Furthermore, decentralized services exist for the front end and the RPC. Its front-end website can be accessed through IPFS (The InterPlanetary File System). MetaMask can be used to access Tornado Cash by resetting RPC to decentralized providers. You can find guidance on how to set up all these at the link below the image.
WARNING: Interacting with these smart contracts may constitute a violation of U.S. laws. The information provided here is only for the discussion of technical possibilities.
It is not possible to shut down a decentralized service. However, the sanction will have a deterrent effect on the people who are maintaining the decentralized application.
While Tornando Cash can still be used, any changes or updates to the protocol will be an illegal activity. Since the Protocol is governed by DAO and its governance token $TORN, participating in the governance process and voting will be illegal. The community forum is also shut down. As such, it is unlikely for the protocol to have any further development.
Ripple Effect — Can Ethereum Be Censored?
Sanction is not workable on codes running on Ethereum, but is effective to deter individuals and entities to interact with these codes. With the same reasoning, Ethereum as a decentralized smart contract platform cannot be censored, but miners (or validators in Ethereum 2.0) are individuals and entities, they could be discouraged to perform validations for certain transactions.
Ethermine is one of the largest mining pools for Ethereum, it is founded that Ethermine stop producing new blocks that included a Tornado Cash-related transaction. There are many other miners in the current Proof-of-Work Ethereum, so transactions related to Tornado Cash are still being processed. However, the issue shows a possibility that if enough percentage of miners follow suit, although the Tornado Cash smart contract can be accessed, no transaction related to it can be processed since there is censorship on the blockchain level.

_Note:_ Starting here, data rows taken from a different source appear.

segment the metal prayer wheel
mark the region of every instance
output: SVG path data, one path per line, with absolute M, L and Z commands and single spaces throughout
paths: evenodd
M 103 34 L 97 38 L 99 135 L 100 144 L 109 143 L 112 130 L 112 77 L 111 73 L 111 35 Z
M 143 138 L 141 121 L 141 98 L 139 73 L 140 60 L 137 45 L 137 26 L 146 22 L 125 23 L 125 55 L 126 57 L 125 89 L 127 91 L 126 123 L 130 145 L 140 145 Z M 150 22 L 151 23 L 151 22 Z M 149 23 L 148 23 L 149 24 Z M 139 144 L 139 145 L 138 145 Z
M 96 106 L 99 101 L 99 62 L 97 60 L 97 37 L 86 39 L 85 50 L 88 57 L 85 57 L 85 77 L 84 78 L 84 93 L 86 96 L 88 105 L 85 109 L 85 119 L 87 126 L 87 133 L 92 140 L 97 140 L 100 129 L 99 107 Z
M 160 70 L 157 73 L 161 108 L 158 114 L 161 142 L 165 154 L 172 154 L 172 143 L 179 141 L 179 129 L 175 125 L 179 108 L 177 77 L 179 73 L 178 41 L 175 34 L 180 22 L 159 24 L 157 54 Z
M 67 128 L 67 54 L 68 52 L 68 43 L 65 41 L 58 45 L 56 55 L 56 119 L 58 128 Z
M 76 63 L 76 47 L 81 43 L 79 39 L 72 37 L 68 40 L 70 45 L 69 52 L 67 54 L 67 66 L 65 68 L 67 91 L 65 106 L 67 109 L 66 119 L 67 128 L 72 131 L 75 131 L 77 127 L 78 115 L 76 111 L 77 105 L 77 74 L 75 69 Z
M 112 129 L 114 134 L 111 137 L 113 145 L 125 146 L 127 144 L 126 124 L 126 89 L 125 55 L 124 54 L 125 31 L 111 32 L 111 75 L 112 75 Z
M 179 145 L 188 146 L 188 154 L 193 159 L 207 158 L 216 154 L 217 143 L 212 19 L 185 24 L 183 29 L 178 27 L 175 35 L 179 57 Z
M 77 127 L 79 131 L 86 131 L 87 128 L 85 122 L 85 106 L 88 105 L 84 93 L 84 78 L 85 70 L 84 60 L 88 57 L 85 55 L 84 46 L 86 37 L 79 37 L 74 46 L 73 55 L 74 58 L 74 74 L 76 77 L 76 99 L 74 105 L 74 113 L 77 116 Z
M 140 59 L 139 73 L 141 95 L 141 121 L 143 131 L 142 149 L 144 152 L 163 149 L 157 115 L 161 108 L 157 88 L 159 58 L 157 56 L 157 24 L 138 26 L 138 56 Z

In Ethereum 2.0, miners will be replaced by validators who are responsible for validating new transactions and producing new blocks for the blockchain. While anyone can choose to stake 32 $ETH and to be a validator, it is common practice for $ETH holders to use a staking service provider, such as Binance Stake, Coinbase Stake, or P2P Stake. Most of the big staking service providers are well-known entities, and they can be pressured to stop performing validation for certain transactions.
Tornado Cash helps preserves privacy but also facilitates money laundry. It is understandable that the government needs to do something to prevent these money laundry activities. In the future, Tornado Cash will have a hard time making a comeback. Even the entire Crypto Mixer industry will face a massive reshuffle. Will this go some way to stopping the growing hacking activity? Let’s wait and see.

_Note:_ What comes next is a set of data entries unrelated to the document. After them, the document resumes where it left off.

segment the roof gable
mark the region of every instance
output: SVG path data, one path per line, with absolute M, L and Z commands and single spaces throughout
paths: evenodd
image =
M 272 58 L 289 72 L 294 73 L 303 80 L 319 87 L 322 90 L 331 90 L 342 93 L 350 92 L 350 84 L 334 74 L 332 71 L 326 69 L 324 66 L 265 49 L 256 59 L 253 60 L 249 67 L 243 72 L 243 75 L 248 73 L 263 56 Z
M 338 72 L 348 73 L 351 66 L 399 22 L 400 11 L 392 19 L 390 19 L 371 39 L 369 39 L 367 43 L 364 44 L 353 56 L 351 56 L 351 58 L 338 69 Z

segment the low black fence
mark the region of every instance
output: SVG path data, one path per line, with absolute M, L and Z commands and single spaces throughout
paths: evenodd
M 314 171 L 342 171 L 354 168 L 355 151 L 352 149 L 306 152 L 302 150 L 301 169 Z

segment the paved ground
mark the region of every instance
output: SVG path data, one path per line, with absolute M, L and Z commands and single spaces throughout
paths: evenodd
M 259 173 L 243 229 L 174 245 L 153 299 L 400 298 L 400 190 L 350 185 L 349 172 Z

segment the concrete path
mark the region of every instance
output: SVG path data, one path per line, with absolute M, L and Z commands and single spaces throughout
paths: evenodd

However, the censorship on the Ethereum level is much more worrying for me. I’m sure many people, including myself, once thought it would be difficult for governments to directly sanction a DApp or its users, except for companies involved in the development of blockchain projects. But it turns out that as long as any part of the process involved in decentralized services is a regulated individual or entity, it cannot escape the grasp of the legal system.

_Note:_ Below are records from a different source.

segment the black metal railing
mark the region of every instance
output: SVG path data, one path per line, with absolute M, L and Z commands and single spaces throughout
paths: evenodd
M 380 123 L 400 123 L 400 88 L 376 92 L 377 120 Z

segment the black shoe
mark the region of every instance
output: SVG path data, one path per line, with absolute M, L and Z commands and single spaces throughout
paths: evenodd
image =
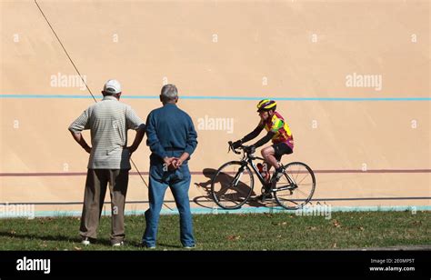
M 272 200 L 273 199 L 273 194 L 269 193 L 269 194 L 262 194 L 256 197 L 256 200 L 259 200 L 261 202 L 264 202 L 266 200 Z
M 276 169 L 276 172 L 274 172 L 273 177 L 271 178 L 271 185 L 276 184 L 280 180 L 284 173 L 285 170 L 283 170 L 282 167 L 278 167 L 277 169 Z

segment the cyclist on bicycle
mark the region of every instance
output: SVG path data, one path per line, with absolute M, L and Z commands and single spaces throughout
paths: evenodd
M 253 154 L 256 148 L 264 145 L 269 140 L 273 142 L 272 145 L 265 147 L 261 151 L 262 156 L 265 158 L 266 163 L 267 163 L 266 165 L 269 164 L 269 168 L 266 168 L 267 170 L 265 171 L 269 174 L 271 166 L 276 168 L 271 180 L 268 180 L 269 182 L 264 185 L 266 194 L 258 197 L 262 200 L 266 197 L 270 197 L 271 194 L 269 194 L 269 191 L 271 185 L 275 185 L 283 175 L 283 170 L 278 164 L 282 155 L 292 154 L 294 149 L 294 137 L 289 125 L 276 109 L 276 101 L 269 99 L 260 101 L 257 104 L 257 112 L 260 116 L 259 124 L 251 133 L 233 143 L 233 147 L 238 148 L 242 144 L 258 136 L 264 128 L 267 131 L 266 135 L 254 145 L 249 145 L 246 150 L 248 154 Z

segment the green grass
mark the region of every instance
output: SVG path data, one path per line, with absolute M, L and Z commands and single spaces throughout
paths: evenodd
M 178 215 L 162 215 L 157 250 L 181 249 Z M 431 212 L 195 215 L 196 250 L 295 250 L 431 245 Z M 3 219 L 0 250 L 145 250 L 138 248 L 145 217 L 126 216 L 127 245 L 112 248 L 110 217 L 103 217 L 98 242 L 85 247 L 79 218 Z

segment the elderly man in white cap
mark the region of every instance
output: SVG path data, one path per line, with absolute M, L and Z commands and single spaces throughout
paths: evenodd
M 130 155 L 141 143 L 145 126 L 135 111 L 119 102 L 121 85 L 108 80 L 102 91 L 104 98 L 90 107 L 70 125 L 74 139 L 88 153 L 88 171 L 81 217 L 80 235 L 83 245 L 96 239 L 97 226 L 109 183 L 112 206 L 111 244 L 124 245 L 125 238 L 124 211 L 127 191 Z M 91 147 L 81 132 L 89 129 Z M 127 130 L 136 131 L 135 141 L 127 145 Z

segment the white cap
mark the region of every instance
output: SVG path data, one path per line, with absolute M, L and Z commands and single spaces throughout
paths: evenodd
M 108 80 L 105 83 L 104 92 L 111 95 L 121 93 L 121 85 L 117 80 Z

So can we really “SAY NO” to censorship of transactions at the blockchain level? In the short term, we need more decentralized, worldwide validators in order to prevent a transaction from being influenced by anyone or any entity. But this is only a temporary “escape” from the legal sanctions of some countries. In the long run, when all countries and regions have established a comprehensive legal system for the blockchain industry, all decentralized networks will be subject to transaction censorship without exception.